Desde entonces, el gobierno burkinés avanza en un proceso de integración regional junto a Malí y Níger, a la vez que fortaleció sus relaciones con Moscú. Las tres naciones crearon la Alianza de Estados del Sahel (AES) -esa franja semidesértica al sur del Sahara que recorre el continente de este a oeste, desde Senegal hasta Sudán y Eritrea-. Este proceso tiene un fuerte sello anticolonial, soberanista y panafricano, que despierta el recelo de las viejas metrópolis.
La AES se ha propuesto crear un banco de desarrollo común, una radio y televisora del Sahel, desarrollar las conexiones aérea y ferroviaria, y articular una fuerza conjunta de 5.000 efectivos para hacer frente a grupos armados terroristas fomentados por el imperialismo. El jefe de estado burkinés, además, eliminó al francés como idioma oficial, reemplazándolo por lenguas nativas, y nacionalizó al sector minero: Burkina Faso es un gran productor de oro.
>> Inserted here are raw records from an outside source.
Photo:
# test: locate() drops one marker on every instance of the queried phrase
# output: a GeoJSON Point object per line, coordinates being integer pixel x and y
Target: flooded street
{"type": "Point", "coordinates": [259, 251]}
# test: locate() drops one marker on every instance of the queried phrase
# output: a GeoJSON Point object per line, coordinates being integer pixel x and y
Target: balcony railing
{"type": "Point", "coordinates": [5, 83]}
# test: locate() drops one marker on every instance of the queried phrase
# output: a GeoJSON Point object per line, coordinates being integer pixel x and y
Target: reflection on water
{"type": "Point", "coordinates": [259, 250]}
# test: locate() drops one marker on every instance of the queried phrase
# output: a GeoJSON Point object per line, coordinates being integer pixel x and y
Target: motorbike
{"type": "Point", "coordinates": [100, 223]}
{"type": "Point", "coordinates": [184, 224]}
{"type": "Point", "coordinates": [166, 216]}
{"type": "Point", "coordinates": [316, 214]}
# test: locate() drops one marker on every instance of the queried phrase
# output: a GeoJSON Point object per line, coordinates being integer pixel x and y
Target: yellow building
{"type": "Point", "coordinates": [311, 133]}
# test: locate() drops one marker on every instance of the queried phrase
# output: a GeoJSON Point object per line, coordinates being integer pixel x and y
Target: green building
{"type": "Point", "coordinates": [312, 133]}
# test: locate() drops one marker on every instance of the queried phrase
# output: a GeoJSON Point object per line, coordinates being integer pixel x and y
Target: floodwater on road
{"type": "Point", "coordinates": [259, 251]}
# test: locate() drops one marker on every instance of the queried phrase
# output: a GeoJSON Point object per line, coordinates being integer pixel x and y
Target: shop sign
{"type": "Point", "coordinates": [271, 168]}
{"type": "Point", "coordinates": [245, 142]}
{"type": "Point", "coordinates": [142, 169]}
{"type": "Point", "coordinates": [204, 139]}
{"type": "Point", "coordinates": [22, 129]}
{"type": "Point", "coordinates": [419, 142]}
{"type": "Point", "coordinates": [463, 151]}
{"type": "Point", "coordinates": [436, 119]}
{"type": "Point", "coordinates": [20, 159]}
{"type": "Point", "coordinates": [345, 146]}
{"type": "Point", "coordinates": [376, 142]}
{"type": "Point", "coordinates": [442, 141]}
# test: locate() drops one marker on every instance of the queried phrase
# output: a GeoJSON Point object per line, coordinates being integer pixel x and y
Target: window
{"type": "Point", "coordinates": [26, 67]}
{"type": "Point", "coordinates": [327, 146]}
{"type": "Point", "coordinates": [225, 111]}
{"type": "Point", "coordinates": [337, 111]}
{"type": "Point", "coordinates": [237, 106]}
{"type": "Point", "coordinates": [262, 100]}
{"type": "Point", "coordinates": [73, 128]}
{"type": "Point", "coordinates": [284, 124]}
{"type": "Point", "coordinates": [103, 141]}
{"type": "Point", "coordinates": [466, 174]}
Otro dolor de cabeza para el Elíseo es que su influencia en la región decae entanto se incrementa la de China, Rusia y, más recientemente, Turquía.
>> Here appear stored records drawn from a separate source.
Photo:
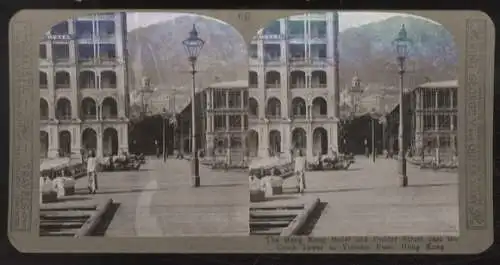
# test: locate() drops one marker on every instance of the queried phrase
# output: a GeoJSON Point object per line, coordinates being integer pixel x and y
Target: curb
{"type": "Point", "coordinates": [91, 224]}
{"type": "Point", "coordinates": [299, 221]}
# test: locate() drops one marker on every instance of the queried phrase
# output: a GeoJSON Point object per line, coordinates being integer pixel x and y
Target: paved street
{"type": "Point", "coordinates": [159, 201]}
{"type": "Point", "coordinates": [366, 200]}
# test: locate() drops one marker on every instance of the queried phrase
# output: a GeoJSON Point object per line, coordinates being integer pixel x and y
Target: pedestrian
{"type": "Point", "coordinates": [300, 168]}
{"type": "Point", "coordinates": [367, 149]}
{"type": "Point", "coordinates": [228, 159]}
{"type": "Point", "coordinates": [157, 146]}
{"type": "Point", "coordinates": [92, 172]}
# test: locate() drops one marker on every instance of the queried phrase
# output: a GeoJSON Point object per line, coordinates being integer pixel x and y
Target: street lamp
{"type": "Point", "coordinates": [193, 45]}
{"type": "Point", "coordinates": [373, 116]}
{"type": "Point", "coordinates": [401, 44]}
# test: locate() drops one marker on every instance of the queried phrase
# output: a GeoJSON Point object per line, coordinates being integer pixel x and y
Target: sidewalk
{"type": "Point", "coordinates": [367, 200]}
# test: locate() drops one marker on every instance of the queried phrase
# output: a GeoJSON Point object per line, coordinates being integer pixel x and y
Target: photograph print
{"type": "Point", "coordinates": [117, 127]}
{"type": "Point", "coordinates": [331, 152]}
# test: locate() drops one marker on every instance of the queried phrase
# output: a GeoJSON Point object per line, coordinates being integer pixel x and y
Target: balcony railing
{"type": "Point", "coordinates": [61, 59]}
{"type": "Point", "coordinates": [315, 35]}
{"type": "Point", "coordinates": [107, 59]}
{"type": "Point", "coordinates": [273, 85]}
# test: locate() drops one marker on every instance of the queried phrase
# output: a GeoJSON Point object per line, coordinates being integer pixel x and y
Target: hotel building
{"type": "Point", "coordinates": [83, 86]}
{"type": "Point", "coordinates": [293, 86]}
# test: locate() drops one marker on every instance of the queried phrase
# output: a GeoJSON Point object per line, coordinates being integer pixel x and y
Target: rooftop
{"type": "Point", "coordinates": [230, 84]}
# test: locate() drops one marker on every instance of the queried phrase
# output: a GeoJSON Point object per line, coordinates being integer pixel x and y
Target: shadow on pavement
{"type": "Point", "coordinates": [336, 190]}
{"type": "Point", "coordinates": [432, 185]}
{"type": "Point", "coordinates": [106, 220]}
{"type": "Point", "coordinates": [312, 219]}
{"type": "Point", "coordinates": [279, 198]}
{"type": "Point", "coordinates": [82, 192]}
El intento de golpe y magnicidio
Según informó este miércoles el ministro de Seguridad de Burkina Faso, Mahamadou Sana, se trató de un complot que pretendía eliminar a altos mandatarios, incluido el jefe de Estado, generar desestabilización y provocar una intervención militar externa.
El funcionario denunció que la operación frustrada contó con financiamiento proveniente del exterior y aseguró que la situación se encuentra bajo control, pero continúan las investigaciones y las detenciones de presuntos conspiradores. También señaló que en la cabeza de la operación está el expresidente Damiba, aliado de París, exiliado en Togo.
Apenas difundida la noticia del complot, en la noche del 3 de enero, una nutrida multitud se volcó a las calles de Uagadugú en dirección a la residencia presidencial para defender al gobierno de Traoré. Este es el cuarto intento de ponerle fin a su mandato y, como en el último y más serio, las investigaciones señalan a Costa de Marfil como origen de los fondos que financiaron la operación.
París utiliza su influencia a través de las naciones vecinas -Togo, Benín (donde Francia aún tiene bases militares), Costa de Marfil y Nigeria-, de cuyos líderes es aliado. Cuando las tropas extremistas que desestabilizan la región son derrotadas, se repliegan hacia los territorios de estos países.